VLAC Service

A minimal HTTP API service that exposes the Vision-Language-Action-Critic (VLAC) model for use in SimpleVLA-RL training.

Quick Start

1. Install Dependencies

pip install -r requirements_vlac_service.txt

2. Start the Service

python vlac_service.py --port 8111 --gpu-ids 0,1,2,3

3. Test the Service

python test_vlac_service.py --url http://localhost:8111

Usage

Command Line Options

python vlac_service.py --help

--port: Port to run on (default: 8111)
--host: Host to bind to (default: 0.0.0.0)
--ckpt-path: Path to VLAC checkpoint (default: /home/zechen/SimpleVLA-RL/CKPT/VLAC)
--gpu-ids: Comma-separated GPU IDs (default: "0")
--workers: Number of workers (default: 1)

Environment Variables

VLAC_SAVE_INPUTS=1: Save decoded images to /tmp/vlac_debug/ for debugging

API Endpoints

Health Check

curl -X POST http://localhost:8111/healthcheck

Pairwise Critic

curl -X POST http://localhost:8111/pairwise-critic \
  -H "Content-Type: application/json" \
  -d '{
    "task": "Pick up the bowl and put it in the box",
    "image_a": "<base64_image>",
    "image_b": "<base64_image>",
    "rich": false
  }'

Done Detection

curl -X POST http://localhost:8111/done \
  -H "Content-Type: application/json" \
  -d '{
    "task": "Pick up the bowl and put it in the box",
    "first_frame": "<base64_image>",
    "prev_frame": "<base64_image>", 
    "curr_frame": "<base64_image>",
    "reference": ["<base64_image>"]
  }'

Trajectory Critic

curl -X POST http://localhost:8111/trajectory-critic \
  -H "Content-Type: application/json" \
  -d '{
    "task": "Pick up the bowl and put it in the box",
    "frames": ["<base64_image>", "<base64_image>"],
    "skip": 5,
    "ref_num": 6,
    "batch_size": 10,
    "think": false,
    "return_video": false
  }'

Integration with SimpleVLA-RL

The service is designed to be called from the verl training framework:

During training: Call /done after each step to determine episode termination
At episode end: Call /trajectory-critic to get value estimates for terminal rewards
During evaluation: Use environment done signal (skip VLAC)

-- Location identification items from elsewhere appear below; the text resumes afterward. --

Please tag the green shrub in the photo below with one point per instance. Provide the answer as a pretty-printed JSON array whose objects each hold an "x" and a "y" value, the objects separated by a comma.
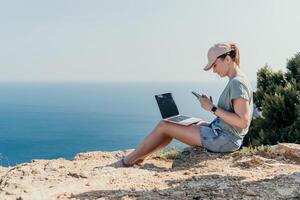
[{"x": 278, "y": 98}]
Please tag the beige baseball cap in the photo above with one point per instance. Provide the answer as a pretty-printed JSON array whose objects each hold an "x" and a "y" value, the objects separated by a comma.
[{"x": 215, "y": 51}]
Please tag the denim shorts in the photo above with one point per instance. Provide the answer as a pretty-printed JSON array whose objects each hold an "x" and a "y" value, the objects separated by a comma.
[{"x": 217, "y": 140}]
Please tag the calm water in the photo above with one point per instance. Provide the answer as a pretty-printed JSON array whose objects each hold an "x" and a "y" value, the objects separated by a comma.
[{"x": 51, "y": 120}]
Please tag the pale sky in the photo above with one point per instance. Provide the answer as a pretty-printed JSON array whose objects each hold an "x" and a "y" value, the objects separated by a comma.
[{"x": 141, "y": 40}]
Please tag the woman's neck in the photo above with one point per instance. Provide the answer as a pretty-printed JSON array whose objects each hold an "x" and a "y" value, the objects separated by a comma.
[{"x": 233, "y": 71}]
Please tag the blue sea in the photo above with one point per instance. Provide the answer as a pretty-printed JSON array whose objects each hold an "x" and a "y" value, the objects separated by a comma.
[{"x": 46, "y": 120}]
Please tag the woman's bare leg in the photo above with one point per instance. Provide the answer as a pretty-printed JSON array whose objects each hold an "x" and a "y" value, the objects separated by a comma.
[{"x": 161, "y": 136}]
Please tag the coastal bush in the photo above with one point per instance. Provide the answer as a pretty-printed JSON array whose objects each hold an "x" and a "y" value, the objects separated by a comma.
[{"x": 278, "y": 99}]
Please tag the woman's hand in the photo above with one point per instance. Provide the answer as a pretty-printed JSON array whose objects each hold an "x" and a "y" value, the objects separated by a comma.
[{"x": 206, "y": 103}]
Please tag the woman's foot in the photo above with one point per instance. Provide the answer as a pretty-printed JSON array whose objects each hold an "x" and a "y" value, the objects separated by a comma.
[{"x": 123, "y": 163}]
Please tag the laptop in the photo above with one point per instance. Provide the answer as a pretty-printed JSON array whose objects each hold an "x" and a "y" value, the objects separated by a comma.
[{"x": 170, "y": 113}]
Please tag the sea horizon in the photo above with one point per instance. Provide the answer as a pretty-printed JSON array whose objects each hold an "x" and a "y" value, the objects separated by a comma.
[{"x": 60, "y": 119}]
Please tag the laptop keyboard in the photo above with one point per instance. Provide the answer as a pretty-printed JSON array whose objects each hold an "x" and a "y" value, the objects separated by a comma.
[{"x": 178, "y": 118}]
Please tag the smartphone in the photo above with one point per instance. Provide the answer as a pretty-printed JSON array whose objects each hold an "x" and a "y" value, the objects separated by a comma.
[{"x": 196, "y": 94}]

See vlac_service_contract.md for the full API specification.

Architecture

Single process, single GPU: Each service instance uses one GPU selected automatically
Automatic batching: Large requests are chunked into batches ≤ 8 frames
Image processing: All images auto-resized to 448×448, base64 encoded
Simple deployment: No Docker or complex orchestration required

Troubleshooting

Service won't start

Check that the checkpoint path exists: /home/zechen/SimpleVLA-RL/CKPT/VLAC
Verify GPU availability with nvidia-smi
Check that all dependencies are installed

Out of memory errors

Reduce batch size in requests
Use fewer reference images
Check GPU memory usage with nvidia-smi

Slow responses

Use fewer reference images in /done requests
Reduce skip parameter in /trajectory-critic
Consider running multiple service instances on different GPUs

Files

vlac_service.py: Main service implementation
test_vlac_service.py: Test script with sample requests
requirements_vlac_service.txt: Python dependencies
vlac_service_contract.md: Full API specification
guidelines.md: Integration guidelines for SimpleVLA-RL

Performance Notes

GPU memory usage: ~20-30 GB during inference
Typical latency:
- /healthcheck: <10ms
- /pairwise-critic: ~200-500ms
- /done: ~300-800ms (depends on reference images)
- /trajectory-critic: ~1-5s (depends on trajectory length)

The service is optimized for the SimpleVLA-RL use case where GPU memory is shared with the main training process.